Sunday, October 15, 2017

Muddy Waters' Obituary

The Clarksdale Press Register - Monday, May 2, 1983

Muddy Waters, the little boy who came to live with his grandmother in Stovall in 1918 and grew up to be a blues music superstar, died Saturday in Chicago.

Waters died of "cardiac arrest" at home in the Chicago suburb of Westmont, said his manager, Scott Cameron. He was pronounced dead at 2:17 a.m. Saturday at Good Samaritan Hospital in suburban Downers Grove, spokeswoman Roberta Butler said.

The rotund singer hadn't been ill and had planned to make another album this summer, Cameron said. He had earned six Grammys during his career.

Waters was born April 4, 1915, in Rolling Fork. His name was McKinley Morganfield and his father Willie Morganfield was a farmer and musician. After his mother died, he moved in with his grandmother in Stovall.

Friday, October 13, 2017

"Area History Rich in Musical Traditions" by Sid Graves 1978

Sid Graves - November 14, 1978 - Clarksdale Press Register  

A rich aspect of Clarksdale and Coahoma County's history is that of its music. Natives of the city and county, as well as those who have visited and performed here and the surrounding Delta, have contributed to the blues musical tradition which has reached beyond regional borders to influence the other uniquely American music forms of jazz and country, in addition to rock and roll, pop, and western music.
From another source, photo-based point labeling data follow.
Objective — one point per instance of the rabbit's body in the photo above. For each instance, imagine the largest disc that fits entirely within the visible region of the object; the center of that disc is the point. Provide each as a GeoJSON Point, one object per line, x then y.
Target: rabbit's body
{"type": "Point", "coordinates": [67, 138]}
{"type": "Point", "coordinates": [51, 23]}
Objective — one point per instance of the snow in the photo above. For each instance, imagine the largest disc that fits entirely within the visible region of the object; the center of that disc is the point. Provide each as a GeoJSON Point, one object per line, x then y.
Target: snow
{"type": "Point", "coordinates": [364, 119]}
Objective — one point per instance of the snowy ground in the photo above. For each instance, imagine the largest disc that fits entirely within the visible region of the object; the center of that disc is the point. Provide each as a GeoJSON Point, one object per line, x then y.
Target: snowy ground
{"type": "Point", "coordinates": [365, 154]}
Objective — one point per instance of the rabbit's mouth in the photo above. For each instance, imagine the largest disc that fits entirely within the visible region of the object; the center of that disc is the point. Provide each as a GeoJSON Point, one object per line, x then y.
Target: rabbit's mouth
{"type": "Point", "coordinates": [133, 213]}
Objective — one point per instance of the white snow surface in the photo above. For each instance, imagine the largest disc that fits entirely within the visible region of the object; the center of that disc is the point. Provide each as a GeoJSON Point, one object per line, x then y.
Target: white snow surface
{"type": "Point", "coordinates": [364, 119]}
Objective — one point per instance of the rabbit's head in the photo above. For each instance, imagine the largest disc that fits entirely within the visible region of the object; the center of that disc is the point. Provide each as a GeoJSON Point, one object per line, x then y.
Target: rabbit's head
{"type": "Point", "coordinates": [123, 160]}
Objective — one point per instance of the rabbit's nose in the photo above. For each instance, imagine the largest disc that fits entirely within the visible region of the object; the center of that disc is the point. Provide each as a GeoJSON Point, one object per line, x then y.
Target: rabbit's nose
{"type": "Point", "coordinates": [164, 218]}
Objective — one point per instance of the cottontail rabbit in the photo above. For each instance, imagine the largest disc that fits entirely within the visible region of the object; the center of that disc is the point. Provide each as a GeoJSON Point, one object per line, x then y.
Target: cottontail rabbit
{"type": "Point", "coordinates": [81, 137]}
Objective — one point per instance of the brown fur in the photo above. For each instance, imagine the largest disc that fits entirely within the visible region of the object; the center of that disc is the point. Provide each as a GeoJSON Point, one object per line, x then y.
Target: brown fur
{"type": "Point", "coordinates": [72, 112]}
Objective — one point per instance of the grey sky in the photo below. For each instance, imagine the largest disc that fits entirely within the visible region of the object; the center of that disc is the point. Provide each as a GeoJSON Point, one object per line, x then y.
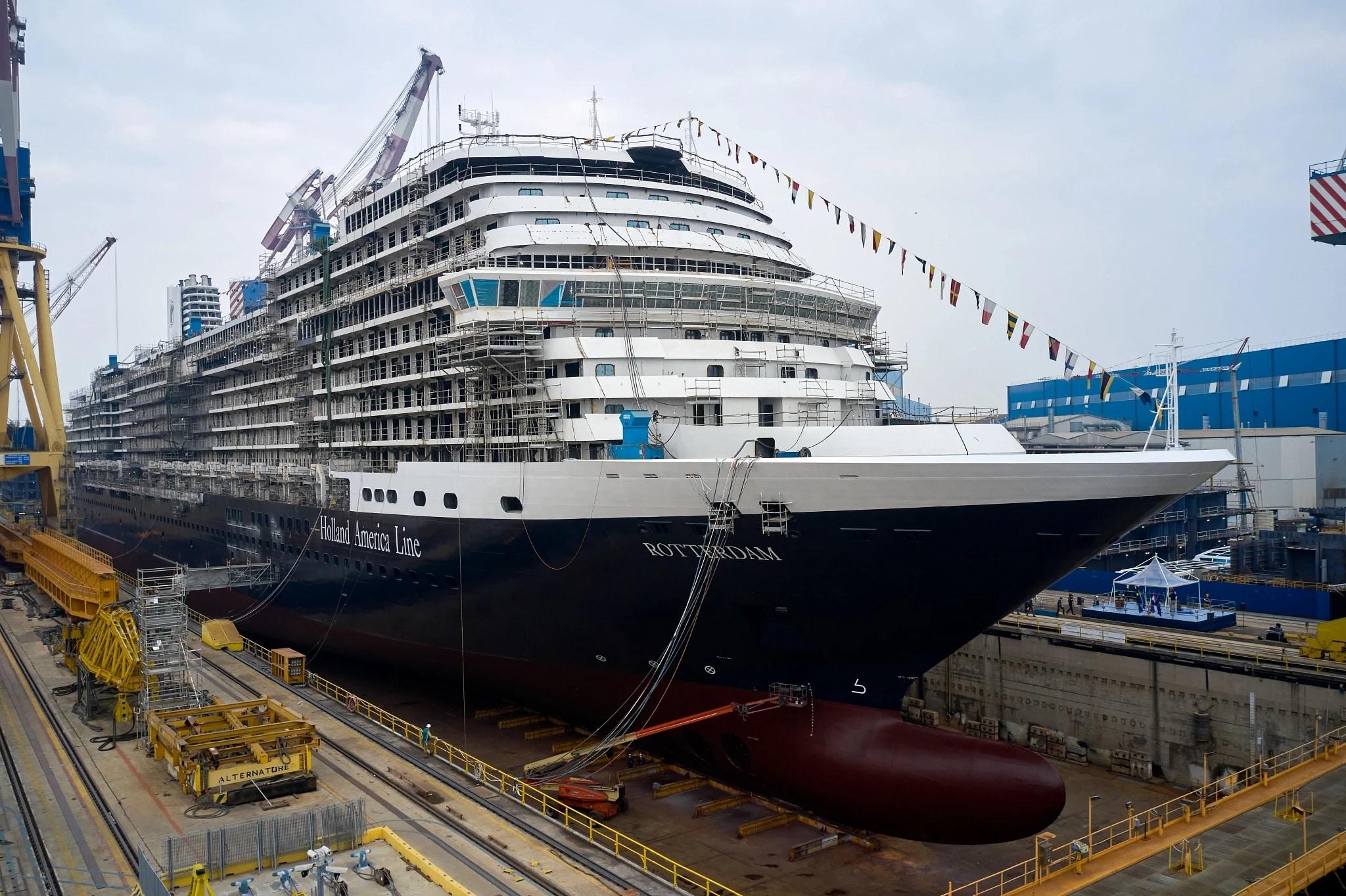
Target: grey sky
{"type": "Point", "coordinates": [1104, 170]}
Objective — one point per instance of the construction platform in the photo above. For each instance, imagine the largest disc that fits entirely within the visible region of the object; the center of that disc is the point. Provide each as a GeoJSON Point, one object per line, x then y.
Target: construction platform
{"type": "Point", "coordinates": [368, 790]}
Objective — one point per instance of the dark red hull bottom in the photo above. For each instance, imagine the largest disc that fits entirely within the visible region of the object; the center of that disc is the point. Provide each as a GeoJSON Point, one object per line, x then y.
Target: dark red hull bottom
{"type": "Point", "coordinates": [855, 766]}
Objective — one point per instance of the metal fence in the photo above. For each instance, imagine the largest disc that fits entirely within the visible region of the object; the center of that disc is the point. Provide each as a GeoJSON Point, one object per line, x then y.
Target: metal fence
{"type": "Point", "coordinates": [264, 844]}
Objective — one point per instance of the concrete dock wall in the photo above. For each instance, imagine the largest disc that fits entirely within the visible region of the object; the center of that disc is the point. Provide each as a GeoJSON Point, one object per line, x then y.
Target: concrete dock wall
{"type": "Point", "coordinates": [1107, 702]}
From blues popularizer W. C. Handy who relates in his autobiography that he first heard the blues fourteen miles from Clarksdale) to John Lee Hooker, Muddy Waters, Howlin' Wolf and others, the area has been prominent and includes talents as diverse as B. B. King, Mississippi John Hurt, Sam Chatmon, Ike Turner and white bluesman Mose Allison of Tippo.

The heritage of the blues ( from "blue devils" ) is competently treated by folklorist William Ferris in his recently published Blues from the Delta.
A native of Vicksburg, Ferris is the founder and co-director of the Center of Southern Folklore in Memphis, and associate professor of Afro-American Studies at Yale. Currently on a European tour for the U. S. Department of State, he will assume duties as director of the Center for Southern Studies at the University of Mississippi next year. His films, recordings and photographs on Southern Folkways, artists, musicians and craftsmen have helped preserve for posterity ways of doing things and being that are rapidly disappearing. ( His exhibit on folk architecture is scheduled for a 1981 showing at Carnegie Public Library.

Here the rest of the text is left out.